The neural mechanism for the SSRI-related effect on the perceptual threshold (t0) is unknown. However, multiple brain circuits may be relevant. The peripheral nervous system, such as facial and other cranial motor neurons, could potentially be under the influence of the SSRI. For example, the sphincter muscle of the iris is responsible for controlling the diameter and size of the pupil and thus the amount of light reaching the retina, which, in turn, determines the level of visual acuity and contrast sensitivity in a given perception (Hart and Adler 1992). SSRI intervention increases pupil size by as much as 2 mm following both single and repeated doses of SSRI (Schmitt et al. 2002). Mydriasis, or pupil dilation, is known to increase visual sensitivity and signal detection (Campbell and Gregory 1960; Frisén 1980), which could potentially have enabled the SSRI group to detect and process stimuli at an earlier time point. Hence, in future studies, it would be relevant to include pupillometry to determine whether the source of the effect could be attributed to the dilation of the sphincter muscles of the iris.

Future studies might also investigate the contribution of the left inferior parietal lobule in relation to performance measured by the CombiTVA paradigm, since activity in this region may be causally involved in the temporal resolution and conscious perception in CFF (Gur and Snodderly 1997; Nardella et al. 2014).

The lowered threshold may also be partly explained by neural pharmacodynamic effects of SSRI. Serotonergic neuromodulation is crucial for the maintenance of the excitatory-inhibitory balance in the visual cortex and other sensory micro-circuits (Moreau et al. 2013).

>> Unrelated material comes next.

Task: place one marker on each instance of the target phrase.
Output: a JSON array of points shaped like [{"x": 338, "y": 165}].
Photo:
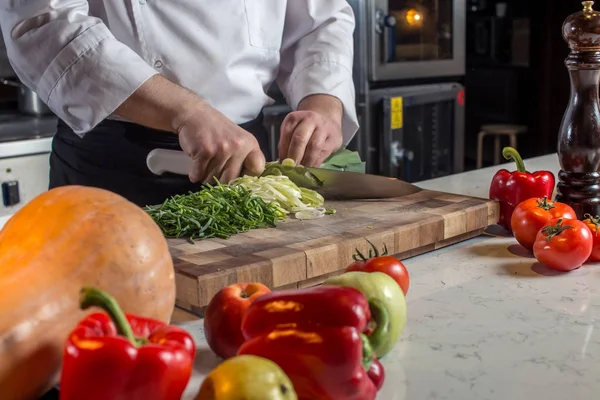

Maintaining an optimal interplay between excitation and inhibition is essential for fast and efficient processing of sensory information, and more finely tuned visual networks and pathways may result from prolonged SSRI administration (Mariño et al. 2005). Perceptual effects linked to the pharmacodynamics of SSRI on 5-HT neuromodulation in the visual system should be studied further.

Conclusion

This randomized placebo-controlled study investigated effects of a 3-week SSRI intervention on basic aspects of visual attention. Our data extends on previous work by demonstrating a specific SSRI-induced improvement of the perceptual threshold of conscious visual perception and not in the speed of visual processing, as previously suggested (Hindmarch 1995; Nardella et al. 2014; Parrott 1982).

Taken together, our results highlight a role for serotonergic neurotransmission in the earliest stages of visual attention and underscore the utility of research on accuracy-based aspects of attentional performance in pharmacological experimental psychology.